Gov. Nelson A. Rockefeller’s vision for New York state had
a large cultural component. This certainly affected the
way the SUNY system was developed, but it was also a central
part of his effort to build a government center here in
the capital, Albany. The Empire State Plaza fulfills its
purpose as a place to carry out the state’s business, both
in the five skyscrapers that tower over the city and in
the warren of offices beneath the plaza level. But the ESP
is also a cultural center, with the New York State Museum
and Library, a rich collection of publicly-owned-and- displayed
art in the concourse, and the Egg, one of the most appealing
performing arts centers in the area.
Peter Lesser programs the Egg, but he got his start in the
North Country.
“I
was living up in the Adirondacks, in the village of Saranac
Lake, and at the time there was just no live music going
on,” he says. So he did something about it. He got involved
in subletting space from a local theater company.
“Local
musicians played for tips, my wife made the coffee and cupcakes
and I put up the posters. . . . Long story short, everyone
had a great time, and it just sort of grew and we started
[booking] some regional acts,” Lesser remembers. “It was
our own nonprofit, the Java Jive Coffeehouse.”

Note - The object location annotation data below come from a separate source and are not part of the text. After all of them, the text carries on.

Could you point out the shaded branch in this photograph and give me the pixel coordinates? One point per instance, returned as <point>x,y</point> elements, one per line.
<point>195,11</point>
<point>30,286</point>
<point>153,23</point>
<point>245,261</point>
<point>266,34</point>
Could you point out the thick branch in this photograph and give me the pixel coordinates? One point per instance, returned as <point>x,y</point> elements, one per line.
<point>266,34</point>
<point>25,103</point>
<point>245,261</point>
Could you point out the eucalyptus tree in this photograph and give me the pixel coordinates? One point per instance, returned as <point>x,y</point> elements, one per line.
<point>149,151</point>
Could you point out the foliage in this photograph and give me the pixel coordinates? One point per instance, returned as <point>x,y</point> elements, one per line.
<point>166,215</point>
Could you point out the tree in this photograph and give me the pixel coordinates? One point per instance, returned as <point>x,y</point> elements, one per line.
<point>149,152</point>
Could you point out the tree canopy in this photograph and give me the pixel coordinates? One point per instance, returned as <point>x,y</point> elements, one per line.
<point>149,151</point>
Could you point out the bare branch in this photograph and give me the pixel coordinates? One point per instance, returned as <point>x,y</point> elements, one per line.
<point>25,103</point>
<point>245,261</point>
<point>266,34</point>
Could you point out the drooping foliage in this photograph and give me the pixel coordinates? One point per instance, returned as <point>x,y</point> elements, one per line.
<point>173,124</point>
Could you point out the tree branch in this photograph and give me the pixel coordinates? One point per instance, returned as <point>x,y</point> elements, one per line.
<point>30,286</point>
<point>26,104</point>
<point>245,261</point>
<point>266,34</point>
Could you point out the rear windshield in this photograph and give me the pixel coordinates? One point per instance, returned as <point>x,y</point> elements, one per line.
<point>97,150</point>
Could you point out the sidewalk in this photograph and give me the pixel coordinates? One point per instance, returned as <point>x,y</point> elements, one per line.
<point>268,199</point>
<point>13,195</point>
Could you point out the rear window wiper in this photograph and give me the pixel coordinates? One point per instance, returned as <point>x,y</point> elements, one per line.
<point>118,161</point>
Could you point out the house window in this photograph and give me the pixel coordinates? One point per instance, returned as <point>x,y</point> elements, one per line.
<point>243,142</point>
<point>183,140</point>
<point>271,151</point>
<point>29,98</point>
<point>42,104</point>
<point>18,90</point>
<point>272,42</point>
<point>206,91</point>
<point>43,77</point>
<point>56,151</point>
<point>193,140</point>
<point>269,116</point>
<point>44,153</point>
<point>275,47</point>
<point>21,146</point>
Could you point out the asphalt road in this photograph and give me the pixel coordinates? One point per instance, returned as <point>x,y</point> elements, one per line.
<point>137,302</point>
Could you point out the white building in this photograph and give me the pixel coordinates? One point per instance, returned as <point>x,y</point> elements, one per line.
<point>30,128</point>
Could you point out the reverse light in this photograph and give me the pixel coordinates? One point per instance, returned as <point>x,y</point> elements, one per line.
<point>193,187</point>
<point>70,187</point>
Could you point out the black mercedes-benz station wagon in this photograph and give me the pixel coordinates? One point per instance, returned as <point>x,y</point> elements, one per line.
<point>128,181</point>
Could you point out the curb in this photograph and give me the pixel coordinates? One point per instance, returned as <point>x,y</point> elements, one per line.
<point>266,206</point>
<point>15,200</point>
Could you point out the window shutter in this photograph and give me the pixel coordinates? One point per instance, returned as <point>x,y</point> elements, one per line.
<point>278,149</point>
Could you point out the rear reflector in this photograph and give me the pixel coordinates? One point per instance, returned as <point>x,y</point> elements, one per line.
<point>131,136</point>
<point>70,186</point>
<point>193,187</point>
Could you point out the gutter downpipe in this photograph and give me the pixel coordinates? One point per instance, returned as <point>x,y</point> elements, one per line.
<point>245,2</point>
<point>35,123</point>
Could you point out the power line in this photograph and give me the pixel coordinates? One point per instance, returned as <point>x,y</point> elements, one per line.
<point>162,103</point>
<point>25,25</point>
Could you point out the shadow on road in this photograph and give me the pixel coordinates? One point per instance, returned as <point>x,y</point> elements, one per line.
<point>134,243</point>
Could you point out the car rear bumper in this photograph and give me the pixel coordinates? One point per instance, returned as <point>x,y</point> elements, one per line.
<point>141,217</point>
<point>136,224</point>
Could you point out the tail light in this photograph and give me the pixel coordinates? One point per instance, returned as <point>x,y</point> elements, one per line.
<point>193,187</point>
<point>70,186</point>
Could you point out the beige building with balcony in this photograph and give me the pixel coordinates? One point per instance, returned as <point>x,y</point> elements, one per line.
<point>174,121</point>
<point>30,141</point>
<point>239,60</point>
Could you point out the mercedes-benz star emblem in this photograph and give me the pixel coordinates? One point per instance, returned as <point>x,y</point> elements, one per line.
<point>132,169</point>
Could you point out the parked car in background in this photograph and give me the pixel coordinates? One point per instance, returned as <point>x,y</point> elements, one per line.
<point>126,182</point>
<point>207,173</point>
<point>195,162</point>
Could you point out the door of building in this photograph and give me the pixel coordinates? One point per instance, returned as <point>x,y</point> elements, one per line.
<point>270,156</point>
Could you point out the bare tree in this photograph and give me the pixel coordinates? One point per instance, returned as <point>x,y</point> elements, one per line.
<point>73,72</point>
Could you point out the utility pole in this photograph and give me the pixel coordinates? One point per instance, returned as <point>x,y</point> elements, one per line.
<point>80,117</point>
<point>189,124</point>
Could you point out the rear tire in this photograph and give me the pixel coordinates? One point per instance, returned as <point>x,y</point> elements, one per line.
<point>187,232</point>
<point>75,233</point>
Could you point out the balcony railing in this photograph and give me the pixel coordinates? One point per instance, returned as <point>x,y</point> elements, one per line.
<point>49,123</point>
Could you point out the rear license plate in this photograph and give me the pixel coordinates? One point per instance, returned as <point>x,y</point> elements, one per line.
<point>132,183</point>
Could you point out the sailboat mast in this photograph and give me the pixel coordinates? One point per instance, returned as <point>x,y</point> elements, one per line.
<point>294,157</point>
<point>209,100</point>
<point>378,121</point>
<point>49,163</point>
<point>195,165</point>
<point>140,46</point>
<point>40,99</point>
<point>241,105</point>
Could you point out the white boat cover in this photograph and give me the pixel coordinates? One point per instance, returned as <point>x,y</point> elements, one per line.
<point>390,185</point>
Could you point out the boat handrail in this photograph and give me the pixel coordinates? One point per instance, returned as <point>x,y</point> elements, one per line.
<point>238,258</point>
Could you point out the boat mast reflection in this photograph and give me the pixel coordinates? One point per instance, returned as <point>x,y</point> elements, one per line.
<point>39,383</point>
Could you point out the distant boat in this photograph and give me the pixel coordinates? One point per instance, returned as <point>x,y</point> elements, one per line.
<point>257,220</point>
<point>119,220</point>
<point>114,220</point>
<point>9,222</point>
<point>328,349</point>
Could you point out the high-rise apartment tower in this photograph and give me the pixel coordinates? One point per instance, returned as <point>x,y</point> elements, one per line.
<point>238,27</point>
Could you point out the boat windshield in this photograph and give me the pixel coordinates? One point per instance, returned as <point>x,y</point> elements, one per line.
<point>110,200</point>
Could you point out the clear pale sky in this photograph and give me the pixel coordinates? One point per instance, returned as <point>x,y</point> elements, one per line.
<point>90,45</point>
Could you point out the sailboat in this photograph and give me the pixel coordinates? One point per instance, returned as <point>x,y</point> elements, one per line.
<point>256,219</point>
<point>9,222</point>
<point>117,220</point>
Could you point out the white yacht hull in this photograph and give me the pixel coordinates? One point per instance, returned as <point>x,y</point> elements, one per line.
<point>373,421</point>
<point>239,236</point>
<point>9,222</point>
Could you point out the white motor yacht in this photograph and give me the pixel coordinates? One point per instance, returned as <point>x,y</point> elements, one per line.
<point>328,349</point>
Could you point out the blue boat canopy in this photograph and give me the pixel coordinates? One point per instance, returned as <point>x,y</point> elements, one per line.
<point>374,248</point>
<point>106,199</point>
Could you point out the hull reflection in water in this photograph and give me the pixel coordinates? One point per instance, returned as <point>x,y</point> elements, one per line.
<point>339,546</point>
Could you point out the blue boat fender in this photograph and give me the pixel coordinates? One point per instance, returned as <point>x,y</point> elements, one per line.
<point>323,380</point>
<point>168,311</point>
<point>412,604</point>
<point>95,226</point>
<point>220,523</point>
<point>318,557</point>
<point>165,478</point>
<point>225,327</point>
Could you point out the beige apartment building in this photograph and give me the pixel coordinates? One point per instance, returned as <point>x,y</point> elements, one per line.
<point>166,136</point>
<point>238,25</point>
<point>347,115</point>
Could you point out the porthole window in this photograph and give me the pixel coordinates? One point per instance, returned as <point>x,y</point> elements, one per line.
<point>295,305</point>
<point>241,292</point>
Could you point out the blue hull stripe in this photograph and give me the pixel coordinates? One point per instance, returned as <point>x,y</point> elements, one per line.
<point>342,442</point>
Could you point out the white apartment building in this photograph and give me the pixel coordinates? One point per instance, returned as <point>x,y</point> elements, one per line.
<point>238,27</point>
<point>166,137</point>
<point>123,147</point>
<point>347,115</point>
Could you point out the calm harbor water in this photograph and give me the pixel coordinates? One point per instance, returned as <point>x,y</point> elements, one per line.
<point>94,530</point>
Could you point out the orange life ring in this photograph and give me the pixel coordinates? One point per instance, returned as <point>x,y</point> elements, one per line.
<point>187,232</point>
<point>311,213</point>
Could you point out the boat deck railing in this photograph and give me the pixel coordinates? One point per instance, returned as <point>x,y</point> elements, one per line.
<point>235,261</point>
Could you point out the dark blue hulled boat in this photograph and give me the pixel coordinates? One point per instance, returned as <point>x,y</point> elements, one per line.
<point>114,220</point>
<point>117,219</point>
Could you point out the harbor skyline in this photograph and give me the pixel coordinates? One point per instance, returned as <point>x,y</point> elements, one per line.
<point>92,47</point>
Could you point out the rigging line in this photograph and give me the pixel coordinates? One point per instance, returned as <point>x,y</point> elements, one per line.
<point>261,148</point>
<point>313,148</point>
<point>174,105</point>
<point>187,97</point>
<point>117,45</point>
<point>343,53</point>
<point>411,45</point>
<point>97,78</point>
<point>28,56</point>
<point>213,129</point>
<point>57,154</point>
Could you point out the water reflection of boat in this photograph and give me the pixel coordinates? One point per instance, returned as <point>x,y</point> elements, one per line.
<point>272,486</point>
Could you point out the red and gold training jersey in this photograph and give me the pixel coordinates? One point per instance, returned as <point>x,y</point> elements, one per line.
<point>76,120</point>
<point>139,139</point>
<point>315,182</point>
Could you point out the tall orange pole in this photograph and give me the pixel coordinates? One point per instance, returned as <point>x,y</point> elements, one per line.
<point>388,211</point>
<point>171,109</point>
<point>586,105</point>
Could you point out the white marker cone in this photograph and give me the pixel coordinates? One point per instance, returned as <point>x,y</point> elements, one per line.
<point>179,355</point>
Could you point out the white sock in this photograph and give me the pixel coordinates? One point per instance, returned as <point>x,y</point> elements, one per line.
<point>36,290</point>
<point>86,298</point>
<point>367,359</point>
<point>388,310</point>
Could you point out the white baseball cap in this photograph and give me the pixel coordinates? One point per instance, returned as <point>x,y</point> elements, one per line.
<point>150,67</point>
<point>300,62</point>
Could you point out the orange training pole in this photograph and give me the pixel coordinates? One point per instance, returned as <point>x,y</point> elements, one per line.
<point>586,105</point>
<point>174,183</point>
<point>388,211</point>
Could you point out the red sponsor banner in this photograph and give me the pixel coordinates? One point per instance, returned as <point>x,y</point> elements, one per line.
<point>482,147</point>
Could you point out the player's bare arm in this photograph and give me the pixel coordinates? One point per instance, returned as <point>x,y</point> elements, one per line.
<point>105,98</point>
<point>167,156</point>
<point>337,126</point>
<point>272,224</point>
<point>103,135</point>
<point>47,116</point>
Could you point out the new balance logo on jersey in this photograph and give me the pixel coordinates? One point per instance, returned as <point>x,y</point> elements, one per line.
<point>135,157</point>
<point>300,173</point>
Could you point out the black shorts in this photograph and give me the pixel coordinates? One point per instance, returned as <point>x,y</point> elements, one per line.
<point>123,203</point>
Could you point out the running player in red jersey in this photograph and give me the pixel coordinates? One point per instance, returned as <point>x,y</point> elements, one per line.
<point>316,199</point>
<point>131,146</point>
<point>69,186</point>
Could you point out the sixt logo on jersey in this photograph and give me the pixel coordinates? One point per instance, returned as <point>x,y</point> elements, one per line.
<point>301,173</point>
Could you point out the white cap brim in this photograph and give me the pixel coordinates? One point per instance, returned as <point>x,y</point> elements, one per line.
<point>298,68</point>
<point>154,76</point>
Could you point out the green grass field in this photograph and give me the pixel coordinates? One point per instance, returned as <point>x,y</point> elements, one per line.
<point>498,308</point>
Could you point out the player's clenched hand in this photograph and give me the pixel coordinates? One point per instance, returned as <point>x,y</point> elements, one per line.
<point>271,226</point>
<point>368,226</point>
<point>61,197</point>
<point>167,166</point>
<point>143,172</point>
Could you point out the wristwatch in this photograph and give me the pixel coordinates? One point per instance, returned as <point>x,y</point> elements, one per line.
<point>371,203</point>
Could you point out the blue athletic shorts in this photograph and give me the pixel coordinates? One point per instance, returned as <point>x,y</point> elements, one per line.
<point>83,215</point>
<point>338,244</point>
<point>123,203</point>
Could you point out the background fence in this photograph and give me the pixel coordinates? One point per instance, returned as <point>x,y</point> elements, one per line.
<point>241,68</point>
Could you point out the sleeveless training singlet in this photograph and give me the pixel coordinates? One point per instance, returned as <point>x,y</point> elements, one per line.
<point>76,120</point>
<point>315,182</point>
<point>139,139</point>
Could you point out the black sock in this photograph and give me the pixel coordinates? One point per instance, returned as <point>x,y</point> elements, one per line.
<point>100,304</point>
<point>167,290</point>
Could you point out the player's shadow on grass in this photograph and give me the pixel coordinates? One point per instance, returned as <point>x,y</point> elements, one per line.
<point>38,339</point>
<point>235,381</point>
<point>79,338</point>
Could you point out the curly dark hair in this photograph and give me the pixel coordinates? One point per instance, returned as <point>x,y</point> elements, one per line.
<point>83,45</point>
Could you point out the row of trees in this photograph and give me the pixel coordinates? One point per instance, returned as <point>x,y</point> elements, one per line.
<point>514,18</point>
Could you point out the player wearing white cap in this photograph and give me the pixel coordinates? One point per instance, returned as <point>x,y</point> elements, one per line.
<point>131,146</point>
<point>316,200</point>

Eventually, Lesser got involved in putting on outdoor concerts,
which gave him the “bug” for the business. There were sporting
events, winter carnivals and concerts, all over a five-year
period. Then, he says, “I just happened upon an ad for the
job of managing director of the Troy Savings Bank Music
Hall.”
He was hired. Lesser’s success there led to his being recruited
to become the executive director at the Egg.
“My
primary responsibility is programming, which really drives
everything else we do here. . . . I was hired to increase
the amount and depth and quality of the programming,” he
says. He succeeded.
His job also includes community outreach, and putting on
shows for schools. There’s also been a little bit of fundraising
on the side. “But now,” Lesser says, alluding to the state’s
fiscal problems, “there will be a little more fundraising
on the side.”
The great artists Lesser has helped bring to the Egg have
included Laurie Anderson, Savion Glover, Kris Kristofferson,
Mark Morris and Philip Glass. We hope he’ll continue to
bring luster to the capital of New York, just as Rocky envisioned.